Reputation: 609
In my project, I need to download a html (about 50K-100K long when read into String, yes, quite fat), and fetch some contents using regular expressions.And then insert them into the database. The performance is quite bad, and I want to know why.
The process of the codes is like that (multithreaded):
Pattern p = Pattern.compile("<h.*</a></h.>",Pattern.CASE_INSENSITIVE);
Matcher m = p.matcher(html);
boolean result = m.find();
while (result) {
//insert into database stuff
//update database stuff
}
The string is very long, but if I split it into pieces, some matches may be missed. This is quite disturbing.
I added some print lines and find that after inserting into database, there are some delays, before updating operations, but I can't figure it out as the connection to the database isn't closed.
Upvotes: 1
Views: 167
Reputation: 1757
Use a profiler, such as VisualVM. It will show you exactly what method is taking up time.
In your case, it's a pretty safe bet that your approach of using a regex is not ideal.
Edit: I disagree it's too early for a profiler. You can monitor your threads, and see if they're waiting for locks. Also, the profiler will show memory statistics and CPU utilization - so you'll know that it is the application. A profiler is the perfect tool to use.
Upvotes: 1
Reputation:
Stop right there.
You are committing one of the worst sins that it's possible to when performance tuning.
You are assuming that the performance problem is where you think it is in the code.
You do not know that, and until you have hard evidence, you could be optimizing the wrong thing - and may well be making the situation worse.

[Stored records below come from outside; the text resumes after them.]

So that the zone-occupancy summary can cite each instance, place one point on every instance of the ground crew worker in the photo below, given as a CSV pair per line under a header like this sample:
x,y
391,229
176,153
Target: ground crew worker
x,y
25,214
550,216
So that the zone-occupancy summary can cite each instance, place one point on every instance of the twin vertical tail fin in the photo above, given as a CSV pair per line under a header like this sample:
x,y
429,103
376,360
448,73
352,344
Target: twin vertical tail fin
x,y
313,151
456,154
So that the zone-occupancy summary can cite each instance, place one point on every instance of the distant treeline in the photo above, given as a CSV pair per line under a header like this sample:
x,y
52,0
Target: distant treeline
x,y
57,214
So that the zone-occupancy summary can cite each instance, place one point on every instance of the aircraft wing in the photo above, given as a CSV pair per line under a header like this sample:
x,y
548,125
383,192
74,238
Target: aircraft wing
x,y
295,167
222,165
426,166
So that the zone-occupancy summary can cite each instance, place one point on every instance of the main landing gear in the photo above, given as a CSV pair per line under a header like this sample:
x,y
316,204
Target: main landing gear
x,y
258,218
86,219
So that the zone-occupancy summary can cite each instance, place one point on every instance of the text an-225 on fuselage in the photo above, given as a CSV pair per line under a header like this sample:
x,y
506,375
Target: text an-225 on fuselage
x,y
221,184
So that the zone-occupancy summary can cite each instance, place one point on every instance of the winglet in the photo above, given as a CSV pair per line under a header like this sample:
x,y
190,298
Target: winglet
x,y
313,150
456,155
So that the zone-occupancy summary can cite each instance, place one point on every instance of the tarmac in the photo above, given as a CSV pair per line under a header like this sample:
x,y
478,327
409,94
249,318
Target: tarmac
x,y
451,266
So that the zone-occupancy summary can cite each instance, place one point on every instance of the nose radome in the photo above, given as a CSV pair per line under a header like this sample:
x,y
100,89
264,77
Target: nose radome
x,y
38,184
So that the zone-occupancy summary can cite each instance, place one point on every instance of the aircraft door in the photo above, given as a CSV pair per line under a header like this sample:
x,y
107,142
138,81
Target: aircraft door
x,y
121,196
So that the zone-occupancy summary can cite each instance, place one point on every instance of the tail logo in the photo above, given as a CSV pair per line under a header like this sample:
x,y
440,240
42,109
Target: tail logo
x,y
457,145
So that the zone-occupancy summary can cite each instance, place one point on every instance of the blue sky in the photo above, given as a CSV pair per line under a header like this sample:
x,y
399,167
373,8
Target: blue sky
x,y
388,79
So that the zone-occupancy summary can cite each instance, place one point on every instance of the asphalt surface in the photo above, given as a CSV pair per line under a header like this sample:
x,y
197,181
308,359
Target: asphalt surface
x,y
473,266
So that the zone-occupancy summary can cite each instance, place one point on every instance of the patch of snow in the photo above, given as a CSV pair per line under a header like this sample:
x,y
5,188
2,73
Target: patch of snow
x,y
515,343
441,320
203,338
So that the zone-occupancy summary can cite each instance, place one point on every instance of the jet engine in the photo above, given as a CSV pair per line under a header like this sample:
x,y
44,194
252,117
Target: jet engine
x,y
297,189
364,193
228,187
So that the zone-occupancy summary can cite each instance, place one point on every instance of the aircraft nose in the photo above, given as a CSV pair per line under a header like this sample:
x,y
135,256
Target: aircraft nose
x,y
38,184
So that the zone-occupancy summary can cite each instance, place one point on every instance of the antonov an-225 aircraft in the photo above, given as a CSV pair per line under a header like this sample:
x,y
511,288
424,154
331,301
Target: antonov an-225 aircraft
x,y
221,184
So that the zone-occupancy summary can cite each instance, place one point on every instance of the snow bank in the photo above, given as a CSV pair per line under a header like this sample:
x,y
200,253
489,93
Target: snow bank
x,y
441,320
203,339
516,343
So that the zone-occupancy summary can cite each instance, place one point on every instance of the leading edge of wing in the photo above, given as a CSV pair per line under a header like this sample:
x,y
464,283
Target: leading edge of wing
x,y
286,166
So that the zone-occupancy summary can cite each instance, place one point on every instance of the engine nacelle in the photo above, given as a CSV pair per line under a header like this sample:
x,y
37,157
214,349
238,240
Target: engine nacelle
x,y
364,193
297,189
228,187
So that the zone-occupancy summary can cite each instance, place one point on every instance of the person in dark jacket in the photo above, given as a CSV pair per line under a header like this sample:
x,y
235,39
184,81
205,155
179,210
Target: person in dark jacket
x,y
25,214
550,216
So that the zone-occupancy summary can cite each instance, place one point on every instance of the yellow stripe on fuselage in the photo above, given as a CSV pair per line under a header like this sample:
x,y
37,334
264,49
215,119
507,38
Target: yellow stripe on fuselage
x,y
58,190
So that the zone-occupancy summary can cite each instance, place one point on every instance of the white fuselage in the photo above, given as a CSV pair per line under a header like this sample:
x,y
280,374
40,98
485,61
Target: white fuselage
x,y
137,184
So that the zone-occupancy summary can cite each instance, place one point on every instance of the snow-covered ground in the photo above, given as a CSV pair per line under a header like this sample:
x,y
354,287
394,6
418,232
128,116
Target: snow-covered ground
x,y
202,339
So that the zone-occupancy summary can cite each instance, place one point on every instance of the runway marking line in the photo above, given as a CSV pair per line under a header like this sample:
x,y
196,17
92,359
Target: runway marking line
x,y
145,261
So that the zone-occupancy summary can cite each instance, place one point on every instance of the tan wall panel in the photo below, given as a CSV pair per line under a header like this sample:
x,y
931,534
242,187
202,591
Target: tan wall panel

First of all, you need to confirm that the problem is application code. As this is a multithreaded application, which is downloading data (over a network) and inserting into a database (over a network), then you first need to rule out issues to do with thread monitors / locks and network / IO issues.
It's too early to even use a profiler. If you profile now, you could be missing things.
1) If you don't have the GC switches on, put them on now. Production Java applications should never run without GC logging.
2) Rerun your test case, with vmstat 1 running (if it's Unix) or Task Manager (if it's Windows).
3) Update your question with details of whether the CPU utilisation goes to 100% during the test run, and we can do the next step.
Upvotes: 2
Reputation: 55866
Try avoid Regex, use standard HTML Parser like JSoup, there are many. They might be more efficient, at least more than Regex, I would hope.
If using regex, try not compiling regex each time. Can have a private static for the Pattern
. But this ain't huge gain in performance, just good practice.
Use connection pooling for Database. If possible do batch inserts.
Upvotes: 2
Reputation: 5253
Using regular expressions to pull values from HTML is always a mistake. HTML syntax is a lot more complex that it may first appear and it's very easy for a page to catch out even a very complex regular expression.
Also Pattern Matching for parsing HTML is always a tedious task..because in regex long strings are divided into groups and sub-groups and then each group and sub-group is matched for Pattern..May be thats why your performance is slow..
Use an HTML Parser instead. See also What are the pros and cons of the leading Java HTML parsers?
Upvotes: 1